An older, 16-bit version of my book The Art of Assembly Language Programming can be found at https://artofasm.randallhyde.com/. In that text, you will find information about the 8086 16-bit addressing modes and segmentation. The published edition of that book (No Starch Press, 2010) covers the 32-bit addressing modes. Of course, the Intel x86 documentation (found at http://www.intel.com/) provides complete information on x86-64 address modes and machine instruction encoding.

3.16 Test Yourself

  1. The PC-relative addressing mode indexes off which 64-bit register?
  2. What does opcode stand for?
  3. What type of data is the PC-relative addressing mode typically used for?
  4. What is the address range of the PC-relative addressing mode?
  5. In a register-indirect addressing mode, what does the register contain?
  6. Which of the following registers is valid for use with the register-indirect addressing mode?
    1. AL
    2. AX
    3. EAX
    4. RAX
  7. What instruction would you normally use to load the address of a memory object into a register?
  8. What is an effective address?
  9. What scaling values are legal with the scaled-indexed addressing mode?
  10. What is the memory limitation on a LARGEADDRESSAWARE:NO application?
  11. What is the advantage of using the LARGEADDRESSAWARE:NO option when compiling a program?
  12. What is the difference between the .data section and the .data? section?
  13. Which (standard MASM) memory sections are read-only?
  14. Which (standard MASM) memory sections are readable and writable?
  15. What is the location counter?
  16. Explain how to use the label directive to coerce data to a different type.
  17. Explain what happens if two (or more) .data sections appear in a MASM source file.
  18. How would you align a variable in the .data section to an 8-byte boundary?
  19. What does MMU stand for?
  20. If b is a byte variable in read/write memory, explain how a mov ax, b instruction could cause a general protection fault.
  21. What is an address expression?
  22. What is the purpose of the MASM PTR operator?
  23. What is the difference between a big-endian value and a little-endian value?

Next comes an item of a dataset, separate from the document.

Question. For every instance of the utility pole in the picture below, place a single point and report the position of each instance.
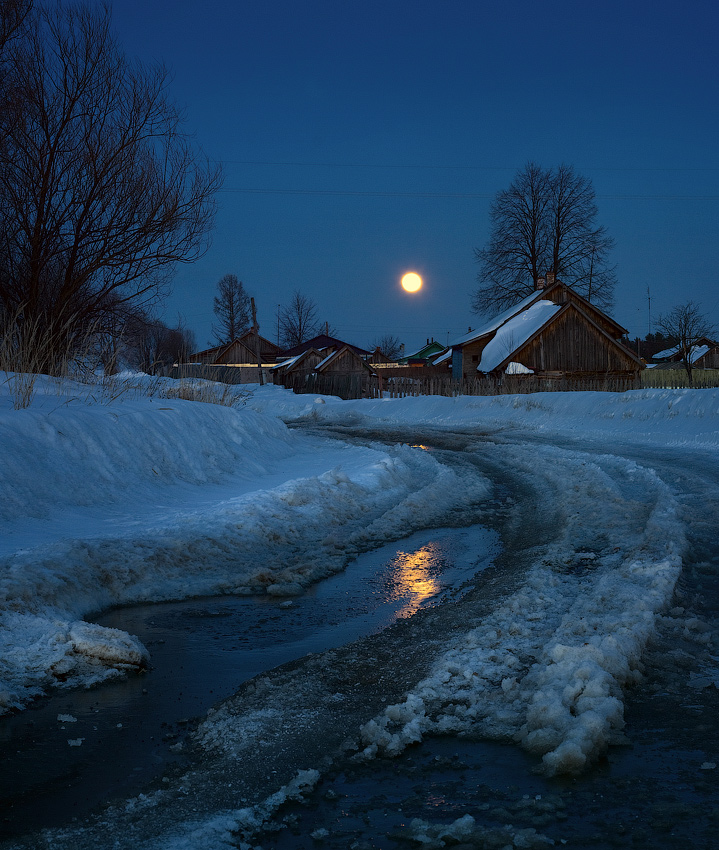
(256, 332)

  24. If AX contains a big-endian value, what instruction could you use to convert it to a little-endian value?
  25. If EAX contains a little-endian value, what instruction could you use to convert it to a big-endian value?
  26. If RAX contains a big-endian value, what instruction could you use to convert it to a little-endian value?
  27. Explain, step by step, what the push rax instruction does.
  28. Explain, step by step, what the pop rax instruction does.
  29. When using the push and pop instructions to preserve registers, you must always pop the registers in the order that you pushed them.
  30. What does LIFO stand for?
  31. How do you access data on the stack without using the push and pop instructions?
  32. How can pushing RAX onto the stack before calling a Windows ABI–compatible function create problems?